To summarise the advice from today

Keep it simple

Start with the simplest possible code.

Measure. Profile your code to identify the bottlenecks, don't guess.

If performance is good, stop. You don't need to optimise everything, only the hottest parts of your code.

Not every part of your application needs to be fast

For most applications where performance is a concern, the 80/20 rule applies. 80% of the time will be spent in 20% of the code--Knuth argues the number is closer to 3%.

As your application grows, or your traffic pattern evolves, these performance hot spots will change.

Don't leave complex code that is not performance critical, rewrite it with simpler operations if the bottleneck moves elsewhere.

The Go compiler is optimised for simple code

Always write the simplest code you can, the compiler is optimised for normal code. I'm not going to say Idiomatic because I don't like how we use that word when discussing Go. So I'll just say simple, not clever, code.

Shorter code is faster code; Go is not C++, do not expect the compiler to unravel complicated abstractions.

Shorter code is smaller code; which is important for the CPU's cache.

Be on the lookout for quadratic operations

If a program is too slow, it must have a loop -- Ken Thompson

Most programs perform well with small amounts of data. This is the essence behind Pike's 3rd rule.

However when the data set is large anything that touches the input set more than once, ie for every element in the set, test it against every other element in the set, has the potential to be a large performance headache.

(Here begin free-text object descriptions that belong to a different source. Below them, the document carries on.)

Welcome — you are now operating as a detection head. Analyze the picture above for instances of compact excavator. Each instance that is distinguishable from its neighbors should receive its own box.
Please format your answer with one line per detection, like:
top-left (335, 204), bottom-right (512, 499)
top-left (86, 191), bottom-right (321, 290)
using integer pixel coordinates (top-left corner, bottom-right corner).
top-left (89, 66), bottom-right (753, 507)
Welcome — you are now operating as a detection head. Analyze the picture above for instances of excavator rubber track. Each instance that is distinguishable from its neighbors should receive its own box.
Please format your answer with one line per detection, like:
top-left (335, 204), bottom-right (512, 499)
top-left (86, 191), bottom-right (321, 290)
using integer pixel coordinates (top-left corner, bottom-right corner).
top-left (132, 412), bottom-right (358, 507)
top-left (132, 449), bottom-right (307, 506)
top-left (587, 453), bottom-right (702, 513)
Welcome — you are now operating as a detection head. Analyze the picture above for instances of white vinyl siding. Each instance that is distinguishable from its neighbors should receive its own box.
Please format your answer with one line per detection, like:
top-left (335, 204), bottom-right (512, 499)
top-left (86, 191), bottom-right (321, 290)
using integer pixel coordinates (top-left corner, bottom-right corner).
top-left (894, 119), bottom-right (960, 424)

Limit the communication and points of co-ordination between the parts of your program to ride Amdahl's law.

Performance rule of thumb

Network/disk io >> allocations >> function calls

If your program is dominated by network or disk access, don’t bother optimising allocations. Work on buffering and batching to reduce the amont of time spent waiting for io.

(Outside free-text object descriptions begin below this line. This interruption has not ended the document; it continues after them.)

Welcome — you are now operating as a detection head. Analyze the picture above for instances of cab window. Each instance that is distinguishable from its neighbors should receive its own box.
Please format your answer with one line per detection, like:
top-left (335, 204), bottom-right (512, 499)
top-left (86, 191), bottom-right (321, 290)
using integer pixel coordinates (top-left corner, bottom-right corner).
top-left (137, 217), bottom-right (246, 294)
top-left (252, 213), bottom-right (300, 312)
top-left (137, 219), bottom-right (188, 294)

If your program is allocation bound, don’t bother optimising functions for inlining, loop unrolling, etc.

Pay very close attention to allocations, avoid unnecessary allocation where possible.

Don't trade performance for reliability

I can make things very fast if they don't have to be correct. -- Russ Cox

Finally, don't trade performance for reliability.

Readable means reliable -- Rob Pike

Performance and reliability are equally important. I see little value in making a very fast server that panics, deadlocks or OOMs on a regular basis.